= Temska manuscript =

1764 collection compiled by Kiril Zhivkovich

Temska Manuscript (Темски ръкопис, Темски рукопис/Temski rukopis) is a collection of writings from 1764, compiled by the monk Kiril Zhivkovich (1730–1807) in the Temska Monastery near the village of Temska, in Pirot district. The title of the manuscript is "Из душевного обреда в’ неделных днех слова избрана. На прости язык болгарскій". - "Selected words from the weekly spiritual rituals. In simple Bulgarian language". The manuscript consists of 232 sheets, where 34 writings are collected. The basic languages of the manuscript are the Torlakian dialect and Church Slavonic, with some Russian influences. This manuscript is a monument, reflecting the state of transitional dialects between Bulgarian and Serbian in the middle of 18th century.
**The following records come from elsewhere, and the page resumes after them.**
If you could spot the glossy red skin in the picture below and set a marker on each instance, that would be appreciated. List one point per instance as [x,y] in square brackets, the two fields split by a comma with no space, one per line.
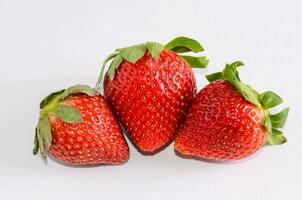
[221,125]
[96,140]
[151,98]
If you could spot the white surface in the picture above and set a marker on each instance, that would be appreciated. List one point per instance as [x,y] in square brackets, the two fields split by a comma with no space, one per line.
[48,45]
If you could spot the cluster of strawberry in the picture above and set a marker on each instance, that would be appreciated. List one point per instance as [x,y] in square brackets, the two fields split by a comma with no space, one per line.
[150,91]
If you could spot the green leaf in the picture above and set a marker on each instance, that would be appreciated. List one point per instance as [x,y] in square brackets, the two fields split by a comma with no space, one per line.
[134,53]
[43,136]
[270,99]
[50,97]
[196,62]
[230,73]
[36,142]
[68,114]
[154,48]
[99,83]
[237,63]
[114,65]
[184,44]
[276,137]
[84,89]
[267,122]
[279,119]
[214,76]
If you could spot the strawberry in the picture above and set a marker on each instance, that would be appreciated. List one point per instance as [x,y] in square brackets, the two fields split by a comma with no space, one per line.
[150,88]
[228,120]
[77,127]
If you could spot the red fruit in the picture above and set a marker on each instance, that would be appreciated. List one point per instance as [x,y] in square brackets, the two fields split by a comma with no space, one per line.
[229,120]
[82,129]
[151,93]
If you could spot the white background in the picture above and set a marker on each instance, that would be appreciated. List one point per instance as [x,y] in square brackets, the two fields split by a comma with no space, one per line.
[49,45]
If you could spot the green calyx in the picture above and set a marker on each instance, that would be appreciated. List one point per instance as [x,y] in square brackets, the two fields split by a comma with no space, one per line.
[265,101]
[52,105]
[133,53]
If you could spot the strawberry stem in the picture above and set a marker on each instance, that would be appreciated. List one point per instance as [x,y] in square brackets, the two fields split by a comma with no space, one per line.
[101,75]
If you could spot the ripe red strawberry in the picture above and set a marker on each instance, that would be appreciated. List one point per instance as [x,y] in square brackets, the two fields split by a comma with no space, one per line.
[228,120]
[150,88]
[77,127]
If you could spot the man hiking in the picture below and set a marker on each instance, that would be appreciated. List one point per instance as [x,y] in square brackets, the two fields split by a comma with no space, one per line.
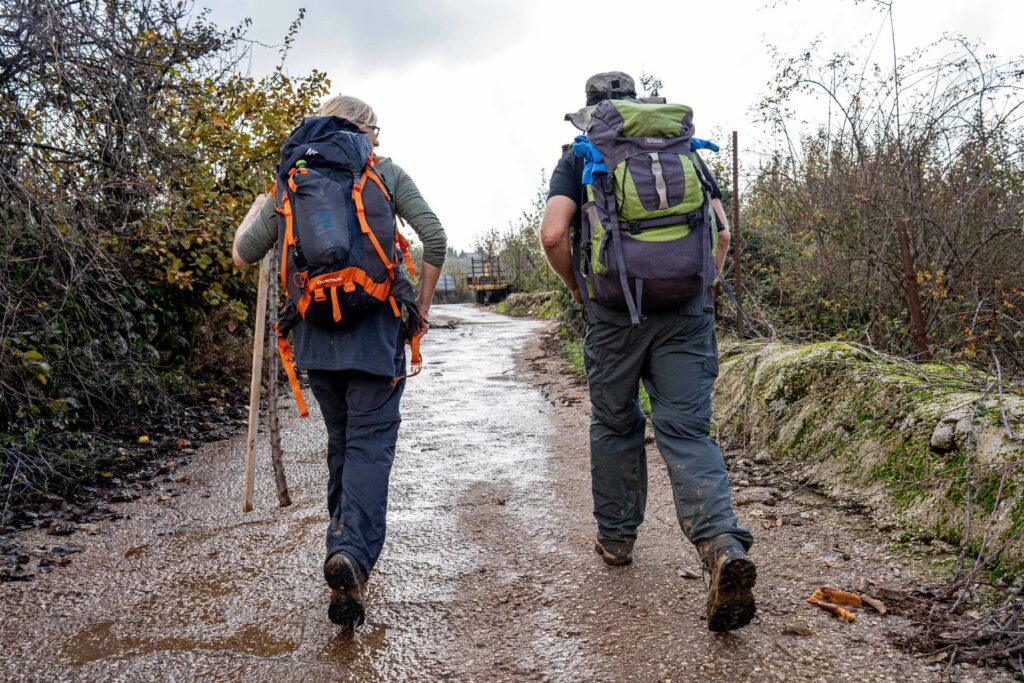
[334,212]
[634,227]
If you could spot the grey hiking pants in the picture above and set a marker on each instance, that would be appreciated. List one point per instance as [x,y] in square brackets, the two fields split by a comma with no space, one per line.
[676,355]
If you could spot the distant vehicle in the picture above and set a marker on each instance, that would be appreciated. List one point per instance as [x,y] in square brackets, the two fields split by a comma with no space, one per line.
[445,284]
[486,281]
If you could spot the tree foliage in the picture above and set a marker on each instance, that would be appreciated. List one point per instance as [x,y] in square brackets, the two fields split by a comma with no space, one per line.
[909,197]
[130,147]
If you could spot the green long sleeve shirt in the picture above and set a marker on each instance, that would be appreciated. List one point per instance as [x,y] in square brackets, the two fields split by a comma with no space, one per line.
[410,205]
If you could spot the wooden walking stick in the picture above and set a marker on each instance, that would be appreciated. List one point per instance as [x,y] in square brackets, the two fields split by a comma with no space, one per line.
[273,424]
[254,386]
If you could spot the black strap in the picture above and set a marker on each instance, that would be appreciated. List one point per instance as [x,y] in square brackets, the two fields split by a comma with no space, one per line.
[577,251]
[692,218]
[606,195]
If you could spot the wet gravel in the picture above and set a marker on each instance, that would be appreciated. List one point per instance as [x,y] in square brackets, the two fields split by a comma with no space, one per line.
[488,572]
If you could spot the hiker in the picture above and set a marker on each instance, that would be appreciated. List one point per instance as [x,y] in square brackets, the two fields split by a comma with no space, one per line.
[355,358]
[630,228]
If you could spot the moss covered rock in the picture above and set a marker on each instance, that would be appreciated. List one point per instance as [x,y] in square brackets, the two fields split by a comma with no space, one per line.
[918,444]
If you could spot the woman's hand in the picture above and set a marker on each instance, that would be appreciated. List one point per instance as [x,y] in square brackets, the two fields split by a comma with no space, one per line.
[424,323]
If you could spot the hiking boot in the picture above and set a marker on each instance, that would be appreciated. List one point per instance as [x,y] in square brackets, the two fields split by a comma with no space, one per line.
[614,554]
[730,598]
[346,582]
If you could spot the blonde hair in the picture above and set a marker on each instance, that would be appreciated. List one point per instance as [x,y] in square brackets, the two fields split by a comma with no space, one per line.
[349,108]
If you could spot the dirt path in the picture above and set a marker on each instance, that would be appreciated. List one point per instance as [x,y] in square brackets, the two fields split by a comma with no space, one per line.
[488,572]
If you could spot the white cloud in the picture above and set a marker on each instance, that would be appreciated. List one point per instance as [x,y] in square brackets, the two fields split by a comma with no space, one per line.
[470,95]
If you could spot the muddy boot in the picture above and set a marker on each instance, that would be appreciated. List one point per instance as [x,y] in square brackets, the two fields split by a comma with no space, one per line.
[613,553]
[730,598]
[346,581]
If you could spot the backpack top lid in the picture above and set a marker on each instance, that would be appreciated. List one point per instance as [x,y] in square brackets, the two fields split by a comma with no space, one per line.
[621,128]
[326,141]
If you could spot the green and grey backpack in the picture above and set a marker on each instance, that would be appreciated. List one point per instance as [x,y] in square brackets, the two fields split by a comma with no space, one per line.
[648,232]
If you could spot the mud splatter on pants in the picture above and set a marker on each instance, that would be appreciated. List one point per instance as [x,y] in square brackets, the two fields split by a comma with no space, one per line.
[676,356]
[361,415]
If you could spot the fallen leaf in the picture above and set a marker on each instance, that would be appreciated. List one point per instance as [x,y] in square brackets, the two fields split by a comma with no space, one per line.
[836,596]
[836,609]
[797,630]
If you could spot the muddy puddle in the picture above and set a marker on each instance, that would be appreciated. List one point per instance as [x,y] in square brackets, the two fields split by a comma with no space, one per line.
[488,572]
[196,588]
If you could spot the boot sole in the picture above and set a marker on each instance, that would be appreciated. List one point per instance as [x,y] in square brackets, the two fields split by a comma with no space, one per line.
[613,560]
[346,597]
[733,606]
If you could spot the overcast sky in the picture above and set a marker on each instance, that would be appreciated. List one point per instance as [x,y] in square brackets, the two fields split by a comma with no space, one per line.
[470,94]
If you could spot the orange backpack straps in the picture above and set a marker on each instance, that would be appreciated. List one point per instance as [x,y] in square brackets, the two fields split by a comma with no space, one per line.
[288,360]
[360,212]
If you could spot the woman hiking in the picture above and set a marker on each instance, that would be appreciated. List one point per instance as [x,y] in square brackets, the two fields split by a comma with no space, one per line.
[355,359]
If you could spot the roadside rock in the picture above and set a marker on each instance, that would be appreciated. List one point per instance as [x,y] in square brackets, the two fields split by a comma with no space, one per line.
[944,437]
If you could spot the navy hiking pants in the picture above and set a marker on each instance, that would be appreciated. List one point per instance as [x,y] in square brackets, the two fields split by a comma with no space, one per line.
[360,412]
[676,356]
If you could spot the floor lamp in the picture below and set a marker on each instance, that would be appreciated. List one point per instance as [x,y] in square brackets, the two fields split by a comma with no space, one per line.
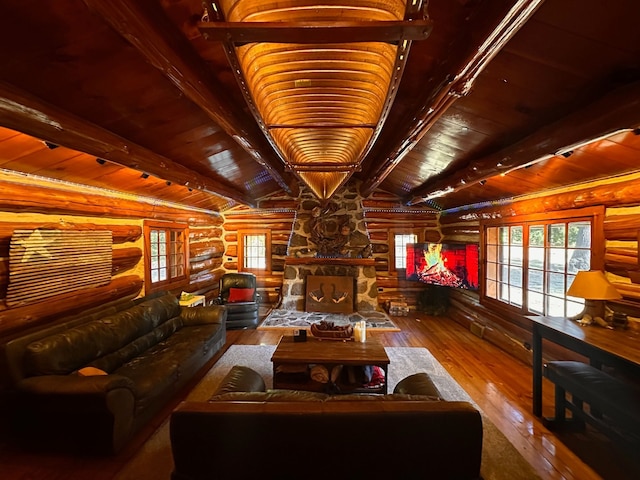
[594,287]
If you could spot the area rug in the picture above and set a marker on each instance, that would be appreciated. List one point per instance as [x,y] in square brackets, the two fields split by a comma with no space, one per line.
[500,460]
[281,318]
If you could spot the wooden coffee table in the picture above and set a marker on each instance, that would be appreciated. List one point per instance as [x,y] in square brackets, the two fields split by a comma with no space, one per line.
[292,362]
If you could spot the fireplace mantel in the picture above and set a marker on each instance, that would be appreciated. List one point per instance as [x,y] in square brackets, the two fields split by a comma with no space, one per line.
[367,262]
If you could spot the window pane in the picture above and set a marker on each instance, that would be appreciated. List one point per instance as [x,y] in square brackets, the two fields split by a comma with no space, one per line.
[536,258]
[400,248]
[255,251]
[536,302]
[492,271]
[536,281]
[516,255]
[516,235]
[556,284]
[515,295]
[555,307]
[491,289]
[556,235]
[554,253]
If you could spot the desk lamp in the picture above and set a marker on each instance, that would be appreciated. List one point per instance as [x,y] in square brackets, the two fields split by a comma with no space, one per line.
[594,287]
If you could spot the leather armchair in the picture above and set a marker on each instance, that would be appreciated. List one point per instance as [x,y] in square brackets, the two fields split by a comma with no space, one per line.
[238,293]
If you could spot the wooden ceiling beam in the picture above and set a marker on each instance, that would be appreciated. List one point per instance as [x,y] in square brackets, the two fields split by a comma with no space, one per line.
[616,111]
[146,27]
[240,33]
[23,112]
[451,87]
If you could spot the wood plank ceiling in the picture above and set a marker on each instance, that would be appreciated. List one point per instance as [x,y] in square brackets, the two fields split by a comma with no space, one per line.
[498,87]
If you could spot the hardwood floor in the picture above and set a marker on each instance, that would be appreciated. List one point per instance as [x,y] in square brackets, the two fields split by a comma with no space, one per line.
[498,383]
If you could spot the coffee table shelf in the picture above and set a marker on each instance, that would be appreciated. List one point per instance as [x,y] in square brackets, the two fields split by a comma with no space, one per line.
[293,357]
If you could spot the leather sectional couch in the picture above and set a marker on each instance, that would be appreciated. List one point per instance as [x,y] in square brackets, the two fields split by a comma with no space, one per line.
[93,381]
[284,434]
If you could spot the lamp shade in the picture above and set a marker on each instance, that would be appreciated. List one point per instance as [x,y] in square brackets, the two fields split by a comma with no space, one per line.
[592,285]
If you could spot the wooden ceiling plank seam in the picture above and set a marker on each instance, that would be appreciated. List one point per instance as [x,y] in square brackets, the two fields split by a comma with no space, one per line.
[389,31]
[23,112]
[168,50]
[454,87]
[615,112]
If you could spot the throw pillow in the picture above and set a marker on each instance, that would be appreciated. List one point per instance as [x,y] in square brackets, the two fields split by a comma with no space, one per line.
[240,295]
[91,371]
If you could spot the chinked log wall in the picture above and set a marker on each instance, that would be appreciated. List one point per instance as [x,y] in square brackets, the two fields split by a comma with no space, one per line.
[50,207]
[621,199]
[275,214]
[385,216]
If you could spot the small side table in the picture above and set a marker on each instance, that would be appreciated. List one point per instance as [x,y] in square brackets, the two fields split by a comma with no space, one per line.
[193,301]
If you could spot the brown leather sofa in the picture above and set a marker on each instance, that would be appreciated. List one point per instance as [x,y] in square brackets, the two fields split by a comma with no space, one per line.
[135,357]
[285,434]
[239,294]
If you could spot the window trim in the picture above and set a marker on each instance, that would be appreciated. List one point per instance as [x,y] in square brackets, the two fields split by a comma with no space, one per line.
[392,232]
[170,283]
[254,231]
[595,213]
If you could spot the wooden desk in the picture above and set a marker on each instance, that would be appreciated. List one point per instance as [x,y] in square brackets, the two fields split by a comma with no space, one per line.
[328,353]
[617,348]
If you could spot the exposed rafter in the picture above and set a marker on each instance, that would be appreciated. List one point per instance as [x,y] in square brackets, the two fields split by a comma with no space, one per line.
[23,112]
[320,82]
[452,87]
[616,111]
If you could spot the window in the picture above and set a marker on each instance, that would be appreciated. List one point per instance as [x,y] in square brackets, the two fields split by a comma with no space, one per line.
[531,262]
[400,241]
[166,255]
[254,250]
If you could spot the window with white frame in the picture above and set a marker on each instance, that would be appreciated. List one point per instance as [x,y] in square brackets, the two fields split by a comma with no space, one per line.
[166,255]
[400,241]
[531,262]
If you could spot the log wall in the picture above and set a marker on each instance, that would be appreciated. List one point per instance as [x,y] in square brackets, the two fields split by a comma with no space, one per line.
[384,216]
[276,214]
[52,207]
[621,198]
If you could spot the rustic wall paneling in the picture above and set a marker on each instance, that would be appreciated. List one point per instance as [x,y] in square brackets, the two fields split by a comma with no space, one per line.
[276,214]
[40,204]
[384,215]
[620,196]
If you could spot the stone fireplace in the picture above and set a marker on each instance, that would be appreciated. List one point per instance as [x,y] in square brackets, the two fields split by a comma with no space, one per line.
[330,240]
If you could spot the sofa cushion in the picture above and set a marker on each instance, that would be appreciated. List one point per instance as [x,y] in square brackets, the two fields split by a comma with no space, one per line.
[67,351]
[374,397]
[241,295]
[115,360]
[271,396]
[241,379]
[162,308]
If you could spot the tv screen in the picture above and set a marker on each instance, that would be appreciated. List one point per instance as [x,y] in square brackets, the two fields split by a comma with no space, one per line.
[445,264]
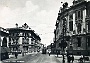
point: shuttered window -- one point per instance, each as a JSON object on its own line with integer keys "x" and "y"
{"x": 71, "y": 25}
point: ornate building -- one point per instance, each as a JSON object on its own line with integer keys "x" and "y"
{"x": 73, "y": 23}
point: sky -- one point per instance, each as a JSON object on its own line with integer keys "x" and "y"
{"x": 40, "y": 15}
Today this manuscript is stored in the Library of Matica Srpska in Novi Sad under № PP 169.

== Sources ==
- Василев, В.П. Темският ръкопис – български езиков паметник от 1764 г, Paleobulgarica, IX (1986), кн. 1, с. 49-72.
- Василев, В.П. За диалектната основа на един ръкопис от 18 век, в: Българският език през ХХ век, София 2001, с. 280-283.